Sir Mike Jackson – soliders deserve unreserved support

Last night in the Richard Dimbleby Lecture Sir Mike Jackson argued that soldiers deserved the public’s unreserved support in the work that they do. Now arguments about the wrongness of the Iraq invasion aside I find this very difficult as a feminist and a woman. Soldiers across the world, including our own, are responsible for atrocities against women on a regular basis. In the past few weeks British soldiers have been courtmartialled for rape in countries as far apart as Iraq and Cyprus. The British Army is one of the most unfriendly employers of women where women recruits are expected to accept sexual harassment and violence as “part of the job”. The fact is unreserved support for armed forces would mean, in effect, condoning this sexual violence and accepting it as “normal”. That’s something I, for one, am not prepared to do – no groups should be held above the standards of normal, legal behaviour.

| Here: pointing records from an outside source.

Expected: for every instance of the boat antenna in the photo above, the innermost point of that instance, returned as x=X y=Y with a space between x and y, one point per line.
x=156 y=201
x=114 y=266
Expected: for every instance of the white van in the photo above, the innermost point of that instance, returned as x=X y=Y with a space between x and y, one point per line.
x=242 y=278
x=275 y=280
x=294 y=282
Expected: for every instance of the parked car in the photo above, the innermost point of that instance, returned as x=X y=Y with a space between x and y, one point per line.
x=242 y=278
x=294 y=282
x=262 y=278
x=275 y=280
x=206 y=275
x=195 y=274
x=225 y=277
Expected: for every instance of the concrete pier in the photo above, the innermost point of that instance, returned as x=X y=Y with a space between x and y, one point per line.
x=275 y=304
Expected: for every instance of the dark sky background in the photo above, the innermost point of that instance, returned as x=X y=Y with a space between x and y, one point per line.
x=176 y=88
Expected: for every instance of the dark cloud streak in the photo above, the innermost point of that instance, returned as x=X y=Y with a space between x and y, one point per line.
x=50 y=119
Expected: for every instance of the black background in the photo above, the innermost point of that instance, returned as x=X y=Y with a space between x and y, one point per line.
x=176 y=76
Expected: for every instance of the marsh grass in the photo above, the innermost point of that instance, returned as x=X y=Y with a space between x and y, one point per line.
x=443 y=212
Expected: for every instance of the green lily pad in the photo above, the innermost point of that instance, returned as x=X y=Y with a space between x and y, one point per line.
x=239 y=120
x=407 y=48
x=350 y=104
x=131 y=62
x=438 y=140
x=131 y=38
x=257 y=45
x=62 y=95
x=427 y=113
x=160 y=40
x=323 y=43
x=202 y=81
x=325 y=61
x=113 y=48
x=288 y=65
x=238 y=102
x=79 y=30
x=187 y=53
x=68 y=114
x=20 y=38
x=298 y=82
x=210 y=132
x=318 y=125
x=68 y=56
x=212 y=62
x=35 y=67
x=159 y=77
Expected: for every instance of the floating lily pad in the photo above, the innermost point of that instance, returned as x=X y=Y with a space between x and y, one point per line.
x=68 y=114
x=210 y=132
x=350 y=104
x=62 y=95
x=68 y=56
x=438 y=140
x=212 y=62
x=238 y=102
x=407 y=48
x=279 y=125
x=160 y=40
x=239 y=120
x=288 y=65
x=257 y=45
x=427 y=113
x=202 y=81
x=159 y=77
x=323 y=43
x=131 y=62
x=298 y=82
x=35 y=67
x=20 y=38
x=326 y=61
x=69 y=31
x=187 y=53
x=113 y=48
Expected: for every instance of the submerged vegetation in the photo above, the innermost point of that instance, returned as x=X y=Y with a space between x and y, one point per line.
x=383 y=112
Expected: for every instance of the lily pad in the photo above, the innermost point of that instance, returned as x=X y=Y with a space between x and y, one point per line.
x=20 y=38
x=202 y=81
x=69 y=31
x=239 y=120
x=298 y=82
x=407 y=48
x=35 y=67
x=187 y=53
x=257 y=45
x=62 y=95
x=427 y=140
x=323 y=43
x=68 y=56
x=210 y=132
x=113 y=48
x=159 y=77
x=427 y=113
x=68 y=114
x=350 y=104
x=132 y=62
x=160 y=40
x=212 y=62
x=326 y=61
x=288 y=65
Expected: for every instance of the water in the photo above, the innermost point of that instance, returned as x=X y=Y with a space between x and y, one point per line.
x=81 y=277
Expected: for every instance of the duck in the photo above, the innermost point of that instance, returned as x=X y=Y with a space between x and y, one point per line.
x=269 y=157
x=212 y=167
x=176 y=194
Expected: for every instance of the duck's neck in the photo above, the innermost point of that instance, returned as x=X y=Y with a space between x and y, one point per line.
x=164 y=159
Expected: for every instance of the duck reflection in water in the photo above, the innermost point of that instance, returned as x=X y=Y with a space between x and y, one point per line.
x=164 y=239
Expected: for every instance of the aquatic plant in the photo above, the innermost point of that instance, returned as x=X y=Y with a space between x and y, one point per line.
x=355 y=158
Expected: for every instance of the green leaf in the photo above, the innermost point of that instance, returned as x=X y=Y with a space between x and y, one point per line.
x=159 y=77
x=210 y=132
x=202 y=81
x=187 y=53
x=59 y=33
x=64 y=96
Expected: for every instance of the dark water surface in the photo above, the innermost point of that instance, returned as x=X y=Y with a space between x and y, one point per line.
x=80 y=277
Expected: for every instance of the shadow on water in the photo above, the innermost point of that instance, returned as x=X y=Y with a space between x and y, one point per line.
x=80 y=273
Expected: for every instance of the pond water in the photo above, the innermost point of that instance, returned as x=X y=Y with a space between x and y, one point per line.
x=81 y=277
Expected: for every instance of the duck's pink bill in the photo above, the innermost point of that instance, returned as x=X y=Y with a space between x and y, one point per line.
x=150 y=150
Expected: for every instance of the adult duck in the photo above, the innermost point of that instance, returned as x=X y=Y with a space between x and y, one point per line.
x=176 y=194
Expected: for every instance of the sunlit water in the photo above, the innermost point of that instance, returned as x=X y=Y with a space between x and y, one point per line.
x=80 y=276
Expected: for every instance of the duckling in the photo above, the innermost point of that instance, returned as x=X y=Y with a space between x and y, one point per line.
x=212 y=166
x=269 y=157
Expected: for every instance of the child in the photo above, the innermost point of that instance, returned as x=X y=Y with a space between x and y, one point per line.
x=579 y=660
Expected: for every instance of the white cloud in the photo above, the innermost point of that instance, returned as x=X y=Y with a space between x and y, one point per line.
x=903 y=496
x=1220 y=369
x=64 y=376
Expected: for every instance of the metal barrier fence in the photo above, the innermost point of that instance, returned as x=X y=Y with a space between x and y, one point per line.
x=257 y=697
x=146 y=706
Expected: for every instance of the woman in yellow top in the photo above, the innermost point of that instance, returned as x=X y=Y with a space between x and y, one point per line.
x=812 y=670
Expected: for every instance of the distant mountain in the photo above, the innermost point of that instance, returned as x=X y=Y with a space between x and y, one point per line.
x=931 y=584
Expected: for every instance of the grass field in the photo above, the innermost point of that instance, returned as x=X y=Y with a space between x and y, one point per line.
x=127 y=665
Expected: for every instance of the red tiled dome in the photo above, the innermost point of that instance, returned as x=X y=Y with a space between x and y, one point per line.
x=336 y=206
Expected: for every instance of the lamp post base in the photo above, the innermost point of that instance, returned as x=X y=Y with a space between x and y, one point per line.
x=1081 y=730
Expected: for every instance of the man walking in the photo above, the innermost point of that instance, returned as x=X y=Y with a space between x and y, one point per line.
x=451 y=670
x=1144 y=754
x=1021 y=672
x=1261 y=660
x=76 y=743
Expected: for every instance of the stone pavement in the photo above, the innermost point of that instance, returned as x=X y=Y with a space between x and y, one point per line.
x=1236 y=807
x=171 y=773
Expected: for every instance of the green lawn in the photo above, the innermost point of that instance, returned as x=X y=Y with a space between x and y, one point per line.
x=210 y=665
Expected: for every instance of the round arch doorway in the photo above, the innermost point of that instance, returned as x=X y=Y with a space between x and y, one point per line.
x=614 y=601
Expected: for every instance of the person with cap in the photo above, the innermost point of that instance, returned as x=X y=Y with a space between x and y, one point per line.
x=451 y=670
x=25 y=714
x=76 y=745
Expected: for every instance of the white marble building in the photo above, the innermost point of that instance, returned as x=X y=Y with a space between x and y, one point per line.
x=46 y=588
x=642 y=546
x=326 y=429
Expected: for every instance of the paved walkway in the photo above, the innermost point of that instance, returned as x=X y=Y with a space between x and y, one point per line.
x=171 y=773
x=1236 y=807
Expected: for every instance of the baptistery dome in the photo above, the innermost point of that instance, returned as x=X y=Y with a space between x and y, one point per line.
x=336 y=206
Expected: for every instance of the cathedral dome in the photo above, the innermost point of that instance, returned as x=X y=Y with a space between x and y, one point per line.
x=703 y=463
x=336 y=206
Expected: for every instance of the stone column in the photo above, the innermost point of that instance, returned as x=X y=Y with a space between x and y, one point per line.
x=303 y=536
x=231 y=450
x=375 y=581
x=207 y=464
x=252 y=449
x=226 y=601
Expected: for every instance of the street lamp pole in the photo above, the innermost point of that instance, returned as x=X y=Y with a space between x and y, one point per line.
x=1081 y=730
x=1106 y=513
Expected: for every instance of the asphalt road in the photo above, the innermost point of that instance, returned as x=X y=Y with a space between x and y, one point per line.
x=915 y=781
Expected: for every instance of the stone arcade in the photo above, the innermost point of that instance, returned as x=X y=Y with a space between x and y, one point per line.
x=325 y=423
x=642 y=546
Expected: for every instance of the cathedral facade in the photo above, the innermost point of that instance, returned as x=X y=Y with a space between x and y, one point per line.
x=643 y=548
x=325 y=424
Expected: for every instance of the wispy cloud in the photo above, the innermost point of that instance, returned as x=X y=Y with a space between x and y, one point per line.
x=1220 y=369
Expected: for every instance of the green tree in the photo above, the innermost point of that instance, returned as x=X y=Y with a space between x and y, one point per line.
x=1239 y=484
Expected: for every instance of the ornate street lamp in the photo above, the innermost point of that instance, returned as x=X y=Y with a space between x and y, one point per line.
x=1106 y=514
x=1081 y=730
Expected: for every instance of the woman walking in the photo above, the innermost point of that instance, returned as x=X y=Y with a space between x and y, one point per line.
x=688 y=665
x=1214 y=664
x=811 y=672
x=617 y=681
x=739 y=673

I’m afraid Sir Mike’s call is inappropriate given the behaviour of British troops all over the world, including in the UK. Whilst I agree that servicemen should not be blamed for the ills of government policy nor should such specious factors as “testosterone”, “group dynamics” or “masculinity” be blamed for events as diverse as sexually explicit hazing (against men and women), rape, torture and misogyny. Sir Mike needs to smell the coffee, very few people would blame servicement for following government orders but they do need to be held accountable (and rarely are at the current time) for their own behaviour.